Drones are pretty close to mainstream technology now for a lot of different photographic applications. They are making a big impact in real estate photography, residential and commercial.
Many commercial real estate clients are specifying drone point-of-view images for their larger properties and residential realtors love both neighborhood views and an overhead look at the property. We can use drones creatively for special shots of any unique property features.
Most drones that are good enough for real estate photography still images will also be able to capture very high-quality video. We may not deliver videos to many real estate clients, but some will appreciate the option. Plus, we could use these same drone skills for enhancing our own promotional YouTube videos, they make great B-Roll cameras.
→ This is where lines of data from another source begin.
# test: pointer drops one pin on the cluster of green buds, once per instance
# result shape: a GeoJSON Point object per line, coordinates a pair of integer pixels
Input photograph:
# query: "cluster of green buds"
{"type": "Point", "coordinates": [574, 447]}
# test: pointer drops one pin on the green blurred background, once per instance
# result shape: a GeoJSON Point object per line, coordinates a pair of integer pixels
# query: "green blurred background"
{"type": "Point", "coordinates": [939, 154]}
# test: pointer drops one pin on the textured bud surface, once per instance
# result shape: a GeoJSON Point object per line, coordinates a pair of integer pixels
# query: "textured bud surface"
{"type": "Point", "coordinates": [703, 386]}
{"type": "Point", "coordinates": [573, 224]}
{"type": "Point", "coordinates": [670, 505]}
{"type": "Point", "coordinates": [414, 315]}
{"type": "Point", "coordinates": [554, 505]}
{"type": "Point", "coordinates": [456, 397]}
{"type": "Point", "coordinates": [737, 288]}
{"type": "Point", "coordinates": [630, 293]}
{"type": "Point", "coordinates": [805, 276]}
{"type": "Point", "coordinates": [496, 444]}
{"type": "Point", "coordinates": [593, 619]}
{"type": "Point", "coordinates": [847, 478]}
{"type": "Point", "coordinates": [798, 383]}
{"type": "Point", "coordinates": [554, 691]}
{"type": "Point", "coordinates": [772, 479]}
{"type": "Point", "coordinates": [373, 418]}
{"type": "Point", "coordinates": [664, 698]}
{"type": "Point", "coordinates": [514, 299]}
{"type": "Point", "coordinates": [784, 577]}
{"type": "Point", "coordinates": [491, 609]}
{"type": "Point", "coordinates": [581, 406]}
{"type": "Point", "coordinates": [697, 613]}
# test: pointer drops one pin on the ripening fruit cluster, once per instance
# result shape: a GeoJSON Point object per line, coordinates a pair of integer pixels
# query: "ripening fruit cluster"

Spherical Panoramas (Virtual Tours)
photo by aapsky via iStock
On many hotel websites you can see a special feature known as a virtual tour or a spherical interactive panorama. You see the opening view of a scene but you can click your mouse or finger inside the image and drag it around to see up, down, and all the way around the scene.
This is another one of the real estate photography technologies that only exist because of digital imaging. It is similar in nature to bracket and merge HDR but adds a few layers of imaging technique, equipment, and skill.
The equipment used usually consists of a Full Frame or APS-C format pro-style or prosumer camera, a 180-degree fisheye lens, and a nodal centering panoramic mount.
The lens should be high-quality, not a novelty lens, something like the very popular Sigma 8mm f/3.5 lens. It’s made for various mounts of DSLR cameras and shows 180 degrees corner to corner in APS-C format and a circular image in Full Frame. That’s just one lens example, by means of adapters, you could use virtually any older or current high-quality fisheye lens on your mirrorless camera.
The panoramic mount that lets you center the rotational axis of the rig to correspond to the true optical center of the lens is a vital piece of equipment for this type of imaging. You take a series of exposures, rotating the camera between them, and they have to line up properly when post-processing to ensure a distortion-free view.
The final part to this puzzle is the specialty program that lets you blend together all of the views and deliver a final image file that is interactive. You can do it yourself with a variety of programs or you can pay a fee for having it done by a service on the web. Both methods give photographers a lot of creative control and produce excellent final results.
There’s More!
photo by Wavebreakmedia via iStock
But wait! There’s more! These are what I consider 4 very important real estate photography technologies, 2 of them being virtually essential in today’s marketplace.
Some other technologies can also be incorporated into our mix of services and images we can offer as a real estate photographer, such as 3D imaging, virtual staging, and time-lapse filming, but these 4 are my top choices.